Bugatti Chiron Super Sport: The Serpent of Speed

Backtrack to 2005, a time where cars were cheaper, the economy was booming, and I was still in year five drawing stickmen in my maths book. More importantly, Bugatti released the Veyron that revolutionised the definition of speed; it took the world by storm, stunning the world with achieving a top speed of over 250 mph. Then some years later, they released the Bugatti Veyron Super Sport that topped at 267 mph. After that Bugatti went quiet, secretly working behind the scenes of the car we’ve all become very well acquainted with –the Chiron-. To my disappointment, the Chiron became more of a lifestyle car, a hypercar to show off your wealth to and just merely blended in with the other luxury hypercars around the world. They now reclaimed their crown and proved the world once again why Bugatti is the king of the hill for supreme power and speed.

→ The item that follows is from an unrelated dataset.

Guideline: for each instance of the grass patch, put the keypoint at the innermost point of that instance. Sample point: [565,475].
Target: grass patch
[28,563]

The Chiron Super Sport (SS) is the mythological monster they’ve created, costing an astonishing £2.3m and with only 30 built makes it one of the world’s rarest speed demons out there. A rarity in units produced and the price isn’t what sets it apart from the competition, its top speed is. As of August 2nd 2020, the Bugatti Chiron Super Sport has become the world’s first and only car to break into the 300 mph speed barrier, clocking in at 304.77 mph the Chiron SS is probably the only good thing to come out of 2020; it has been quite a disappointing year no doubt.


The engine is the same as the one found in the standard Chiron, an 8.0-litre W16 powerhouse, though the one in the Chiron SS produces 78 more horsepower over the classic car at 1,578 bhp and 1180 lb-ft of torque. 0-62mph is achieved in 2.3 seconds and as mentioned, going onto a top speed of 305 mph (I decided to round it up). You will be safe to hear that the Chiron SS does come with four-wheel-drive, thankfully, to help keep the car planted onto the tarmac and not the grass.

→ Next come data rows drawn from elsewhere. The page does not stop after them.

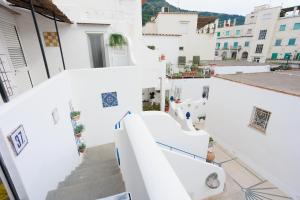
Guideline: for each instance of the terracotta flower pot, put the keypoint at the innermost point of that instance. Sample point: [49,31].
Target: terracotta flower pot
[77,135]
[210,156]
[76,118]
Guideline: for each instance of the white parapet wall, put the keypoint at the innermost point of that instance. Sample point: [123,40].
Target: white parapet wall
[241,69]
[166,130]
[193,174]
[146,171]
[273,154]
[51,153]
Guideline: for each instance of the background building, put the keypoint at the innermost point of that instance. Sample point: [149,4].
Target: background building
[268,34]
[178,37]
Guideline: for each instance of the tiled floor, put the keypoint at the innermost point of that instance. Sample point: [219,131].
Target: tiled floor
[242,182]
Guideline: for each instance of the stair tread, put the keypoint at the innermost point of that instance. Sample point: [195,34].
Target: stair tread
[98,176]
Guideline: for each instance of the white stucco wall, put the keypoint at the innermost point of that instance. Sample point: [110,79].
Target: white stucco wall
[166,45]
[51,152]
[239,69]
[166,130]
[190,88]
[274,154]
[160,180]
[87,86]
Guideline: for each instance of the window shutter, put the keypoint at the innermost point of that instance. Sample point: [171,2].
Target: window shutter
[13,44]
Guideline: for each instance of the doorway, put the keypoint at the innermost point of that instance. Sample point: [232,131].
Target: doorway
[97,50]
[7,188]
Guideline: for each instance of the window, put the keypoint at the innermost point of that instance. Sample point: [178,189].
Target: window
[97,49]
[256,59]
[151,47]
[292,41]
[235,45]
[278,42]
[181,60]
[274,56]
[282,27]
[205,92]
[259,119]
[184,25]
[297,26]
[259,48]
[196,60]
[262,34]
[225,45]
[298,56]
[287,56]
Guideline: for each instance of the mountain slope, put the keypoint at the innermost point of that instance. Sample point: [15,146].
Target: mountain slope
[152,7]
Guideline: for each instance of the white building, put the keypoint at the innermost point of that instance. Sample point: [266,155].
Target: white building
[267,31]
[41,152]
[84,40]
[255,117]
[176,35]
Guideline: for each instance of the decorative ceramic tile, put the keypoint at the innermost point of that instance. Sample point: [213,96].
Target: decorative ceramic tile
[109,99]
[51,39]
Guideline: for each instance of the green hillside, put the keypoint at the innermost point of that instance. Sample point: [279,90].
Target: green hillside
[152,7]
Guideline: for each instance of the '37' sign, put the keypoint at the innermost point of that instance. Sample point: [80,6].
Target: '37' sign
[18,139]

With all that power, it only makes sense also to redesign the Chiron to make it more slippery and aerodynamic. That’s precisely what Bugatti did; they added subtle changes to the Chiron SS over the standard car, the significant difference is found at the rear where the exhausts are twin vertical shaped allowing for an extended rear bumper and a more profound diffusor sucking the car down even more to the road. The front fender has vents that not only cool the brakes efficiently but also aid with reducing negative air pressure further providing downforce and providing an exposed black carbon fibre bodywork that makes the Chiron SS look that much more intimidating.


The interior is not one you would find on most modern-day cars; it is rather exquisite yet simplistic; there is no infotainment screen on the centre console. Instead, there are a few dials and buttons, and Apple CarPlay and Android Auto are not on offer. The Chiron SS is designed to form a bond between man and machine, for the driver to focus on the driving, on the car and experience what the Chiron SS truly offers without any distractions.

For £2.3m the Bugatti Chiron SS is a car not that many people will be fortunate to afford, and nor will many have the chance to ever see one in real life. However, what the Chiron SS provides is a timestamp and a timeline for the evolution of automotive engineering. Bugatti, in 2005, set the benchmark for what automotive makers should aim for, and then 15 years later, they set the standard again. What the Chiron SS is a homage to the one thing that man and machine will always thrive towards, and that is speed.